L’evocazione, di Marco Garinei – Recensione

Titolo: L’evocazione

Autore: Marco Garinei

Editore: Terebinto Edizioni

Pagine: 69

Prezzo: 3,99 euro (ebook); 9,50 euro (cartaceo)

Trama (da Amazon):

In un angolo remoto del regno, una squadra inviata dalla Confederazione Arcana indaga su un’anomalia nelle correnti magiche. Giunti sul posto, i membri della spedizione si trovano di fronte alla scena di un massacro. Qualcuno deve aver evocato un’entità senza essere riuscito a mantenerne il controllo. Qualcosa di letale potrebbe ancora aggirarsi nei paraggi e, nonostante la presenza delle guardie del corpo, la maga Luvie non può far altro che rabbrividire mentre il gruppo si addentra nel bosco…

Recensione:

Più che un romanzo, “L’evocazione” è un racconto lungo: una sessantina di pagine per un fantasy condensato, con pregi e difetti dati sia da questa forma breve sia da una tipologia di fantasy che sembra attingere a piene mani dai giochi di ruolo.
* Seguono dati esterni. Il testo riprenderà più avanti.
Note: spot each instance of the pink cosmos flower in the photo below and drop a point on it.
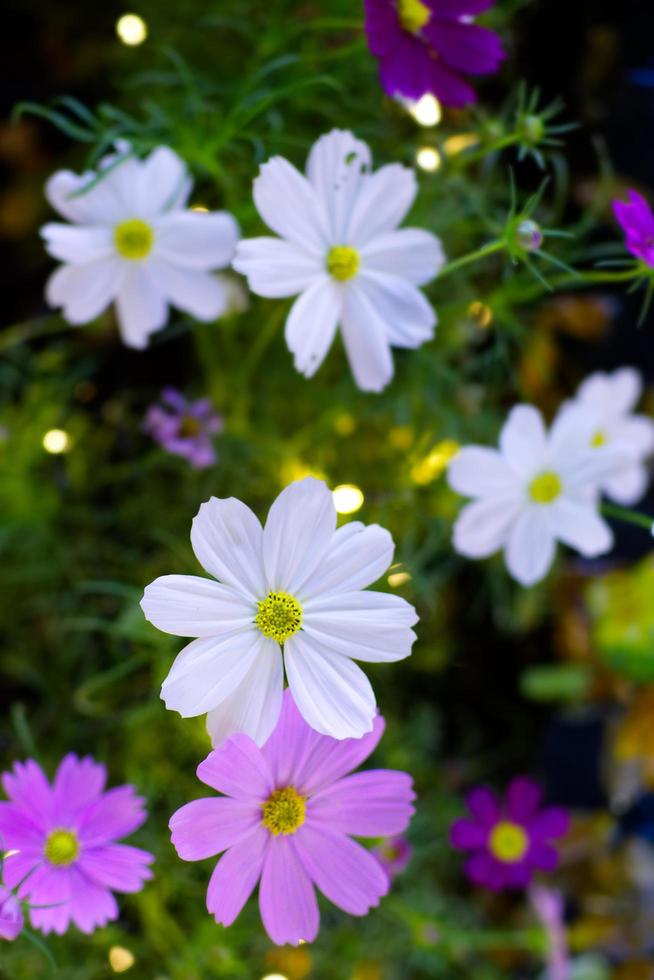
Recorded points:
(65, 836)
(184, 428)
(637, 222)
(508, 840)
(286, 818)
(11, 916)
(394, 855)
(428, 46)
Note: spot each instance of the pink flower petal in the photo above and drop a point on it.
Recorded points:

Il racconto di campagne in chiave più narrativa che ludica non è una novità nel mondo del fantasy, basti pensare a colossi come Dragonlance o Forgotten Realms, che devono il loro successo proprio al grande popolo di giocatori di ruolo, felici di ritrovare le stesse emozioni del gioco anche in un libro. È un fantasy rodato, che attinge agli archetipi del genere e che regala solitamente un intrattenimento semplice, d’azione, di magie, di combattimenti.

Ne “L’evocazione” si ritrova tutto questo, si legge e ci si diverte, si riconoscono i termini noti agli appassionati di dadi e schede e i cavilli che regolano gli incantesimi, tanto da avere l’impressione in alcuni momenti di leggere l’intro o il resoconto di una “quest”.

Ed è proprio questo il limite, lo stesso limite che impedisce alla storia di svilupparsi sotto forma di romanzo: manca l’intreccio narrativo, lo sviluppo orizzontale, il lavoro che permette di scendere in profondità in una storia senza fermarsi alla superficie. Dall’inizio alla fine la vicenda si snoda qui in modo fin troppo lineare, tanto da dare la sensazione di un’inevitabilità degli eventi, e con i protagonisti che si muovono in modo predeterminato e che fanno scelte sulla base di intuizioni forzare o informazioni che non sono davvero tali. Per dirla con i termini del gioco di ruolo, la storia va avanti grazie a una serie di “critici”, ossia i lanci di dado superfortunati che ti fanno riuscire in quello che fai, compreso intuire un’intera trama sulla base di tre parole in croce dette a mezza bocca da un locandiere burbero.

Queste sono le forzature del gioco, necessarie così come la strutturazione della magia in livelli di incantesimi e la spiegazione tecnica degli effetti degli stessi, ma che in narrativa risultano semplicistiche e inverosimili, dando anche l’idea di una fretta narrativa che forse non c’è. Quello che sembra fretta è in realtà mancanza di mestiere o, al contrario, abitudine a raccontare (o giocare) una storia in modo diverso da quello che un libro di narrativa richiede.

Va però detto che è qualcosa che si può imparare a fare: le tecniche narrative si possono apprendere e mettere in pratica, mentre lo stesso non si può dire (o si può dire fino a un certo punto) della capacità di scrivere. L’autore sa scrivere, sa usare le parole, sa creare buone scene e sa caratterizzare i suoi personaggi. E, cosa più importante, sa come non annoiare il lettore. Tutto questo permette al racconto non solo di tenersi in piedi, ma anche di risultare, tutto sommato piacevole. Acerbo, ma piacevole.